See & Sniff: Learning Visuo-Olfactory Representations

2026-06-25Computer Vision and Pattern Recognition

Computer Vision and Pattern Recognition
AI summary

The authors created a new dataset called SmellNet-V that links smells with matching images based on their category, without needing to collect both at the same time. They developed a method named See & Sniff that learns to connect visual information with smells, allowing it to identify and locate smells in images. Their approach performs better than smell-only methods and works well for tasks like smell recognition and finding where a smell comes from in a picture. This work opens up a new area in combining vision and smell in AI.

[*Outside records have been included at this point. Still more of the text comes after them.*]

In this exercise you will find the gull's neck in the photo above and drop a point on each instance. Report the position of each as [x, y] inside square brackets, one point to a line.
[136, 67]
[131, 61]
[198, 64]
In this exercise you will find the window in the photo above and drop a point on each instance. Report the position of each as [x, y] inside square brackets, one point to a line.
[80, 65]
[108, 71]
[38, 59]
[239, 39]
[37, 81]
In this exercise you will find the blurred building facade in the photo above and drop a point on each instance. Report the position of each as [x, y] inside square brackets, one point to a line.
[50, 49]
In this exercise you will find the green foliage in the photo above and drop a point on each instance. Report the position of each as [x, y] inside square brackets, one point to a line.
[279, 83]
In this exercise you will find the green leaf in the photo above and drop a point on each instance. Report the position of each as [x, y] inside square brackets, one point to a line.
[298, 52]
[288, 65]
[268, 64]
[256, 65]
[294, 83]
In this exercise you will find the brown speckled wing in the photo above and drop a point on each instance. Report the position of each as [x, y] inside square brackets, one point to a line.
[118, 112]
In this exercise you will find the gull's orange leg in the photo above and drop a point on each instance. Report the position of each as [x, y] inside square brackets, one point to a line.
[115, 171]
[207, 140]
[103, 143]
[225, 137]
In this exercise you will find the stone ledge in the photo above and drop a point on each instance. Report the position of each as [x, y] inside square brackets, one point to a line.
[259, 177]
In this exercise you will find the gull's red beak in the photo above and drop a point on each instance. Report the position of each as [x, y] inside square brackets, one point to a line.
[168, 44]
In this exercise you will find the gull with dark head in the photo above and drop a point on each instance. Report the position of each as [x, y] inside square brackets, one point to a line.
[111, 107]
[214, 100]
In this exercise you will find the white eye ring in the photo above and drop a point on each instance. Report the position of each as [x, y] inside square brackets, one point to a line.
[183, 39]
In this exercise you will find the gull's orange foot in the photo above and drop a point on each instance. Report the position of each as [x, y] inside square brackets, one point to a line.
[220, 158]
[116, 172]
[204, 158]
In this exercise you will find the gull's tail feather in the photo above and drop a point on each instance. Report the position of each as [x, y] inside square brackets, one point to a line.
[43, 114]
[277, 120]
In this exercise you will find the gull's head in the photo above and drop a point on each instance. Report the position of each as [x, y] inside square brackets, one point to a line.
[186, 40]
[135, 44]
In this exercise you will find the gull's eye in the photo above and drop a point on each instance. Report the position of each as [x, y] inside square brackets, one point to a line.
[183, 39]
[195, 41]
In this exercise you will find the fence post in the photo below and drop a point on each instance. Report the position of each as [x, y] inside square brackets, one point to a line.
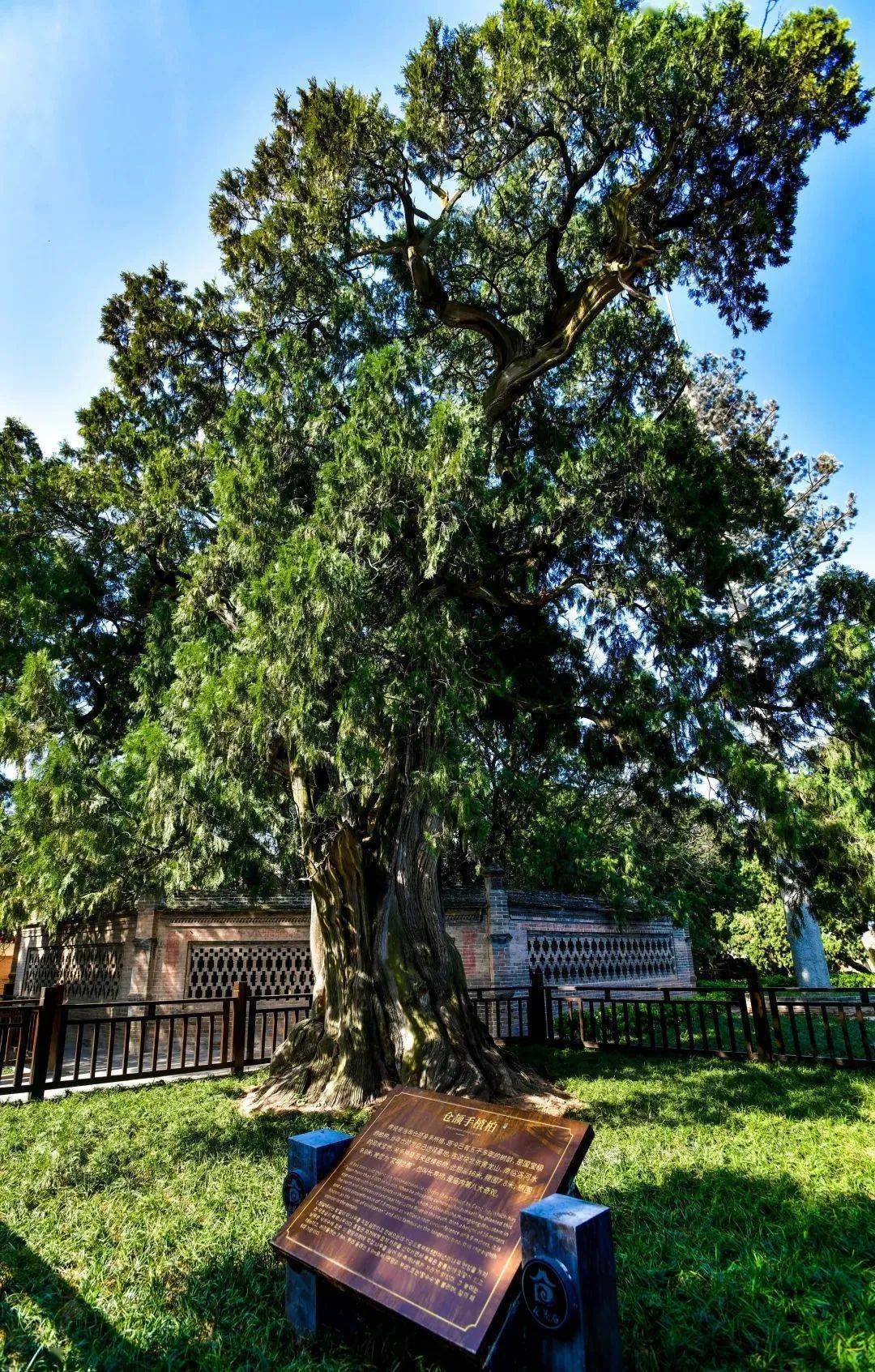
[776, 1027]
[760, 1019]
[45, 1041]
[241, 999]
[536, 1009]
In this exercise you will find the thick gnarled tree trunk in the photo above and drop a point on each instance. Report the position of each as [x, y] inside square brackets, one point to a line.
[391, 1003]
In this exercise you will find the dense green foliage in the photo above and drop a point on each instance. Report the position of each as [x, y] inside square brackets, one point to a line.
[424, 497]
[136, 1223]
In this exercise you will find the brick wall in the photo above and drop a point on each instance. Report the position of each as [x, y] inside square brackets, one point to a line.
[194, 942]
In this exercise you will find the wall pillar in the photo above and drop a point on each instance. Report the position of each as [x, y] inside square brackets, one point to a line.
[144, 951]
[506, 938]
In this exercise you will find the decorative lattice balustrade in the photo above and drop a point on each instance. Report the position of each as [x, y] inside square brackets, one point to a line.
[589, 958]
[271, 969]
[88, 972]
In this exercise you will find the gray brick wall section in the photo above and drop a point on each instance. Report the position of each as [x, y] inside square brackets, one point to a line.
[500, 934]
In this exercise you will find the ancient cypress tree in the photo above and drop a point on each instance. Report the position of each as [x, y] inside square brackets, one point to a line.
[362, 496]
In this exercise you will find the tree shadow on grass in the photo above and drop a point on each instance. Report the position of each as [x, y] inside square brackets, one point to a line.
[716, 1271]
[81, 1336]
[694, 1092]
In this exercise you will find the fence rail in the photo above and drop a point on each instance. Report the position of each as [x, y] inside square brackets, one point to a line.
[49, 1045]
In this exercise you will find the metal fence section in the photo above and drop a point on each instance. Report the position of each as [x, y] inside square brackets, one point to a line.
[49, 1045]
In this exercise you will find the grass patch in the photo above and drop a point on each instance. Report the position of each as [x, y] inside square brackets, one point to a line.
[134, 1225]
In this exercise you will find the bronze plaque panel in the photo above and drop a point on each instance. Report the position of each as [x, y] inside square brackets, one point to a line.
[421, 1213]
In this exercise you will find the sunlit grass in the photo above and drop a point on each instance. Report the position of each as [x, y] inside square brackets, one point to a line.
[136, 1223]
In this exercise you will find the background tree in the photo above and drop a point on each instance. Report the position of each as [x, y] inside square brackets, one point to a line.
[423, 464]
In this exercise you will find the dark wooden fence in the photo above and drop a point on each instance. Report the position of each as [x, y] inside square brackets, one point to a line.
[49, 1045]
[817, 1025]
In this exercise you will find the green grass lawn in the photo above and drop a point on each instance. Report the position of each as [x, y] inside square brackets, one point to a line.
[134, 1225]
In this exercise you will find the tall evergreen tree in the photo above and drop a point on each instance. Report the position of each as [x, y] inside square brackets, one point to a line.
[419, 465]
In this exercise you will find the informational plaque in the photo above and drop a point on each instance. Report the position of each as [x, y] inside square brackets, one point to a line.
[423, 1212]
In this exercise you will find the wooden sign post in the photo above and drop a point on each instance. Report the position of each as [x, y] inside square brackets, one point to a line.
[441, 1212]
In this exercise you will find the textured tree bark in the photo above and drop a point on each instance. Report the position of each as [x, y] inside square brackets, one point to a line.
[391, 1003]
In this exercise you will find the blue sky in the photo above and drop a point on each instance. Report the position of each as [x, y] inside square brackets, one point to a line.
[118, 116]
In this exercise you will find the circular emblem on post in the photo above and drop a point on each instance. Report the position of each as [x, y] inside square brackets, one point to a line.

multimodal learningolfactionself-supervised learningvisuo-olfactory datasetcross-modal retrievalsmell classificationspatial groundingdense local alignmentsaliency mapsbenchmarking
Authors
Seongyu Kim, Seungwoo Lee, Hyeonggon Ryu, Joon Son Chung, Arda Senocak
Abstract
While modern multimodal models integrate vision with language, audio, or touch, olfaction remains largely unexplored due to the lack of paired visuo-olfactory data. We introduce SmellNet-V, a scalable visuo-olfactory dataset built on the insight that odor identity is largely invariant to visual transformations within a semantic category. This allows us to synthetically pair smell-only samples with semantically aligned in-the-wild web images, converting a unimodal olfactory dataset into a cross-modal benchmark without costly co-collection. Building on this dataset, we propose See & Sniff, a self-supervised framework that learns joint visuo-olfactory representations via dense local alignment and naturally produces smell saliency maps for spatial grounding of odor sources. We further introduce pixel-level smell localization task and a benchmark for evaluation. Our method surpasses smell-only baselines by 7% in smell classification from smell alone and generalizes to cross-modal retrieval and smell localization, establishing visuo-olfactory learning as a new direction in multimodal perception.